Item 1.01 | Entry Into a Material Definitive Agreement. |
On May 10, 2019 (the “Effective Date”), Aimmune Therapeutics, Inc. (the “Company”) entered into a Commercial Supply Agreement (the “Commercial Supply Agreement”), pursuant to which CoreRx, Inc. (“CoreRx”) agreed to manufacture commercial supply of AR101, if approved.
Under the Commercial Supply Agreement, CoreRx will manufacture the commercial supply of AR101 in bulk capsule and sachet dosage forms according to agreed-upon specifications in sufficient quantities to meet the Company’s projected supply requirements in the United States and Canada. In particular, Aimmune is required to purchase a minimum percentage of its AR101 commercial supply requirements in each of the first six years of the Commercial Supply Agreement, subject to certain conditions and restrictions, ranging from 100% in 2019 and decreasing to a majority in 2024. Aimmune is also required to purchase a minimum percentage of its AR101 supply requirements for release testing in each of the first six years of the Commercial Supply Agreement, ranging from 100% in 2019 and decreasing to a significant majority in 2024. CoreRx will manufacture commercial supplies of AR101 at unit prices that decrease with an increase in the quantity ordered. Aimmune is responsible for providing, at its expense, supplies of food-grade peanut flour to be used in manufacturing AR101.
The initial term of the Commercial Supply Agreement began on the Effective Date and will continue until December 31, 2024. The Commercial Supply Agreement then automatically renews for successivetwo-year terms, unless earlier terminated pursuant to its terms, or upon either party’s notice of termination to the other. The Supply Agreement may be terminated by either party upon an uncured material breach of its terms by the other party, or due to the other party’s bankruptcy, insolvency, or dissolution. The Company may terminate the Commercial Supply Agreement upon the occurrence of certain events.
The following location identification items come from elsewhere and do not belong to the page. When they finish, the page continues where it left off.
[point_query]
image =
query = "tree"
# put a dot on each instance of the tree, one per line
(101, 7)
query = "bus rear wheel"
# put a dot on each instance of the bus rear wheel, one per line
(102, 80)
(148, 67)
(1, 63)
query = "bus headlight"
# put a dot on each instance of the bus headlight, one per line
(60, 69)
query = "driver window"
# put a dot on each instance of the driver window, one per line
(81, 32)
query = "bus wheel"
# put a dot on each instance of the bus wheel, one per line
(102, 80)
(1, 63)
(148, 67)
The Commercial Supply Agreement also includes customary provisions relating to, among others, delivery, inspection procedures, warranties, quality management, regulatory and other approvals, intellectual property rights, indemnification, and confidentiality.
The foregoing description of the material terms of the Commercial Supply Agreement does not purport to be complete and is subject to, and is qualified in its entirety by, reference to the Agreement, which will be filed as an exhibit to the Company’s Quarterly Report on Form10-Q for the quarter ending June 30, 2019 and is incorporated by reference herein. Portions of the Commercial Supply Agreement may be subject to a FOIA Confidential Treatment Request to the SEC pursuant to Rule24b-2 under the Exchange Act.